Con el ánimo elevado, Zänder cayó en un sueño profundo. Luego de soñar con mamá y papá abrazándolo y con Sygrid sonriéndole, escuchó una voz que lo llamaba. Zänder abrió el ojo de su mente y vio a un dragón, de porte distinguido y expresión afable, que se le acercaba con seguridad. Zänder se sentía tan tranquilo que sólo se movió para incorporarse, ya que un dragón educado recive a sus visitas levantado.
—Hola, Zänder, hijo de Xana y de Cuélebre. Mi nombre es Gondra. Un rinoceronte y un bisonte muy salados me han dicho que estabas buscándome. Yo había acudido a su encuentro y ahora vengo al tuyo, amigo. Por favor, siéntate.
Zänder asintió con una sonrisa y se sentó en silencio. Estaba tan emocionado que permaneció callado
—No hay lugar para ti en mi refugio para marginados. No lo necesitas: eres diferente, porque eres especial. No sufres de ninguna mutación como el rinoceronte alado, o de alguna pigmentación, como la marciana rojiblanca. Tú eres un ser querido por quienes te rodean, pero eres tú el que no se acepta tal y como eres y quieres ser como los demás. Y ya lo eres, pues el amor te hace igual que las personas a las que amas: sufres y te alegras con ellos, vives su esperanzas y sus penas.
Y sí: eres un ser único. Pero lo somos todos corazón adentro. Únicamente necesitas aceptar que tu aspecto es diferente al de los de la mayoría de tu especie. Pero no del de todos: ya ves que yo tengo también una nariz roja y no voy por ahí alejándome de los que me quieren, sino que me acerco a quienes me necesitáis.
—Ya, pero tú… eres tan alto y tan elegante, la nariz te queda tan bien que…
Zänder, no admires en otros lo que está en ti y rechazas.

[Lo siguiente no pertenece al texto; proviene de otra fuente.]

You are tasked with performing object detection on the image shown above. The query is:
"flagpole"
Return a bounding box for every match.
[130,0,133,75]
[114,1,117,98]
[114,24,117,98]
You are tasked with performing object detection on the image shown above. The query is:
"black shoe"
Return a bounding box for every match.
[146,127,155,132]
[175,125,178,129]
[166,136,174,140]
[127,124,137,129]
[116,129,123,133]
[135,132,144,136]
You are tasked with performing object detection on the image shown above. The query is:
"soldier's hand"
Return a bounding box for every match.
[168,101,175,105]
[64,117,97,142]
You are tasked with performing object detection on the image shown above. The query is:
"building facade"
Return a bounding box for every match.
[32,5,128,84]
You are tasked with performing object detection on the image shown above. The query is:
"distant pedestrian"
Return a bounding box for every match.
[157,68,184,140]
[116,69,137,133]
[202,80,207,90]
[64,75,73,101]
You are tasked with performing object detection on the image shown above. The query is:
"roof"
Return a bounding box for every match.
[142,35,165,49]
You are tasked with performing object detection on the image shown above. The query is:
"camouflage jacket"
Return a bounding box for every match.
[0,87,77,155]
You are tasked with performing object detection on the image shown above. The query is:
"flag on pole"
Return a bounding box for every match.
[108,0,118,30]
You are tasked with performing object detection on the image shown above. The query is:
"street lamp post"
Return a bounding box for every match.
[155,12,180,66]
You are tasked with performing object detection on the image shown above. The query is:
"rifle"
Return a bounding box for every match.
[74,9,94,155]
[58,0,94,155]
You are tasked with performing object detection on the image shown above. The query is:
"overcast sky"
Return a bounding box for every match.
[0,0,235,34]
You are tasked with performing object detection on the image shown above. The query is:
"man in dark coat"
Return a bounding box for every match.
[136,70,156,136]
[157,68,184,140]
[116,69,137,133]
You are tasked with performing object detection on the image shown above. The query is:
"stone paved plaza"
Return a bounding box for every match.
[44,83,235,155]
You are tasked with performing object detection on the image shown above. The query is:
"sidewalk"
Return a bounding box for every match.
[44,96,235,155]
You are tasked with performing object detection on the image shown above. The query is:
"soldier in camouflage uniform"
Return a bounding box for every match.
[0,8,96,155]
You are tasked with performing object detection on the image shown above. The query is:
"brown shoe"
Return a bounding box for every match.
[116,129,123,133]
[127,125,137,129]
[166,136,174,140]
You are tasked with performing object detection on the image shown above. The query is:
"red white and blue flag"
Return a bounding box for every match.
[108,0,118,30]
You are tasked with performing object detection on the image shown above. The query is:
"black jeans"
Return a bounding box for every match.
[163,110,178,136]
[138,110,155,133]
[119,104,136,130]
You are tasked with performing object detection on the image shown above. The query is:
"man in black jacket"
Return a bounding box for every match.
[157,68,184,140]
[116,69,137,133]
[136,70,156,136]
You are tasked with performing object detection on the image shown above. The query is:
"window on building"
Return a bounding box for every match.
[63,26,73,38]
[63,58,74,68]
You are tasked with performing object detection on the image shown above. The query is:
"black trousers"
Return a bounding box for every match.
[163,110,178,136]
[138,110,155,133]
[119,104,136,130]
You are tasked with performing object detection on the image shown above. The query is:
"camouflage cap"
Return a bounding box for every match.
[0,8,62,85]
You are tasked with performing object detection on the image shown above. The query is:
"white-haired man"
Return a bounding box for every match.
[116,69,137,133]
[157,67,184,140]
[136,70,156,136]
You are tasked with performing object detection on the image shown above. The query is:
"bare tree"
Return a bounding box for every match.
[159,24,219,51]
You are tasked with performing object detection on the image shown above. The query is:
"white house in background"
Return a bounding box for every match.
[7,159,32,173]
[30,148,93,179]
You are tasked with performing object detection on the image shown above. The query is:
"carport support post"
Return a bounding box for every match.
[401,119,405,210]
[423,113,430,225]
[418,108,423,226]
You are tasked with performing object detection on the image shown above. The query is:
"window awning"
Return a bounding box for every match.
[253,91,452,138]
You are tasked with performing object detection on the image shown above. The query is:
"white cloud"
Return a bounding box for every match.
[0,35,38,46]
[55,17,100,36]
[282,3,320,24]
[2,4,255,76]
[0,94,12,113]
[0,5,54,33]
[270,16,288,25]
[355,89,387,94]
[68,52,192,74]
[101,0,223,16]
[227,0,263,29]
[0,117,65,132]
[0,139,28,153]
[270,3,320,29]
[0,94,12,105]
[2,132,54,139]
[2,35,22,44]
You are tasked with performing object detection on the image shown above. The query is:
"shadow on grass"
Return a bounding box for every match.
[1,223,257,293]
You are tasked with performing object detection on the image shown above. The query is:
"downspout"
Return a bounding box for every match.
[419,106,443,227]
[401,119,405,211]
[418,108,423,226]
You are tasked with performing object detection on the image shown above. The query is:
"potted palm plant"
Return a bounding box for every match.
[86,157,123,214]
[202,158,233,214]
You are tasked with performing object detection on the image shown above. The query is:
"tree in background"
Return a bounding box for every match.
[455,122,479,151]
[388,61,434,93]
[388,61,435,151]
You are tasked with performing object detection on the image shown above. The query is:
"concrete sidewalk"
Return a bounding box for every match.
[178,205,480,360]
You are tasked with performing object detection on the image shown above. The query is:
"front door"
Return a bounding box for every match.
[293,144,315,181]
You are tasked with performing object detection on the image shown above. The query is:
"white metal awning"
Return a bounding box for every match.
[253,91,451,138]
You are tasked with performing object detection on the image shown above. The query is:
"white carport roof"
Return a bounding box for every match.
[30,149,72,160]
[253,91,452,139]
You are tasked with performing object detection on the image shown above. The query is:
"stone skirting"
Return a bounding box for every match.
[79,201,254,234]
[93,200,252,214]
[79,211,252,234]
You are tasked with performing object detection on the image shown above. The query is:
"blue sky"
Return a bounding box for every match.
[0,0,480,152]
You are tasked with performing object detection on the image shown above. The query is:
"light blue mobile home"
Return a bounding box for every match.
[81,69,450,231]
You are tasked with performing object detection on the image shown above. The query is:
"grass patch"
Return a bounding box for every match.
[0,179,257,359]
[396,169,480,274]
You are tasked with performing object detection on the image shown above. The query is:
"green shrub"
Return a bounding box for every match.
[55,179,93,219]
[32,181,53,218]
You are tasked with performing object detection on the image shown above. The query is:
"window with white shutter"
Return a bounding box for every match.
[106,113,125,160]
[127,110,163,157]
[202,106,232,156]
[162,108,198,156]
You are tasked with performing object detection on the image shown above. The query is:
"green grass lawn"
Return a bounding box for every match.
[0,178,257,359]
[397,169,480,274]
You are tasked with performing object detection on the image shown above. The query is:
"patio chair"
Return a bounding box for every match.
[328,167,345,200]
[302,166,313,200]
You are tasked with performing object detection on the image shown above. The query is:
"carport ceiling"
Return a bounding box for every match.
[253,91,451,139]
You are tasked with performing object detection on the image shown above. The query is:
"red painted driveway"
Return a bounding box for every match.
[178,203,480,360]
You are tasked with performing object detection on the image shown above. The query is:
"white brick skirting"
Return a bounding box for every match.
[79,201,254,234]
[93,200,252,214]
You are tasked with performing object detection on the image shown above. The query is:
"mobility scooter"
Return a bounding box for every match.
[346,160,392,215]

Lo que hace de ti un ser especial no es tu hocico enrojecido, ni tu recién descubierta habilidad de vuelo… Es tu capacidad para ser amado por tus seres queridos. No pierdas tiempo buscando un refugio, cuando puedes pasar ese tiempo abrazando a tus padres o jugando con tus amigos. La vida puede parecer eterna, pero es tan frágil… El amor es una fortaleza. Tú lo sientes y lo concitas, refugiarte de quienes te quieren es huir de lo mejor de ti.
Zänder lo mira en silencio con sus ojos de color esmeralda muy brillantes, como si fuera a llorar.
—Ahora descansa, compañero. Sigue durmiendo. La vida es un sueño cuyo único dueño debe ser el amor compartido. Atrévete a ser tú y a ser tú mismo junto a quienes no te son indiferentes. La condición de diferente debe perfilar tu personalidad, no tu soledad.
Ahora te dejo. Si mañana quieres llegar a mi refugio, lleva esta runa a tu corazón. Si quieres volver a tu fortaleza, mira al cielo mientras estiras tu nariz.

Al despertarse, Zänder vio a su lado la runa. Se restregó los ojos y la piedra seguía allí. Se incorporó y, sin tiempo para desayunar ni asearse, miró al cielo y estiró su nariz. Calculó que si encontraba vientos favorables habría llegado a Dragolandia en cuatro días.


domingo, 2 de diciembre de 2018

Lo que sé de mí (02-XII-2018)


Hola:
Hoy tampoco publicaré una entrega del cuentacuento de Zänder. Mi pareja lleva pachucha toda la semana –un resfriado que, al igual que yo, no quiere despegarse de su lado–, con lo que mi imaginación no ha levantado el vuelo y está pegada a su piel.
Fotografía tomada hoy en Gijón, a las 9:45
En general este otoño ha sido poco productivo en lo blogueístico. Todos los planes que tenía para venir y enloquecer a vuestro lado tras la autopublicación de «La gata vio al asesino» se han visto menguados por la realidad –realidad que no ha sido ingrata, pero sí alterante–.
Llevo casi dos meses trabajando de teleoperador. Lo que de por sí conlleva una buena situación en lo económico, es también una actividad positiva en lo anímico: al trabajar en equipo conozco a personas, y con ello mi curiosidad se aviva. Pero, el trabajar frente a una pantalla cansa mi vista, aviva mi migraña y activa otros malestares –mi cuerpo está desgastado como si tuviera 180 años, y no soy un dragoncito como Zänder–.
Además, la vida no se detiene y yo fluyo con ella: con sus obligaciones, mis devociones y nuestros encuentros.
Aunque no bloguee aquí ni en vuestros espacios –os pido disculpas por esto último–, sigo ensoñando. Mi ánimo fabulador no se detiene.
La próxima entrega dragoncera será la que cierre este cuentacuento, al que seguirán otros ya en enero.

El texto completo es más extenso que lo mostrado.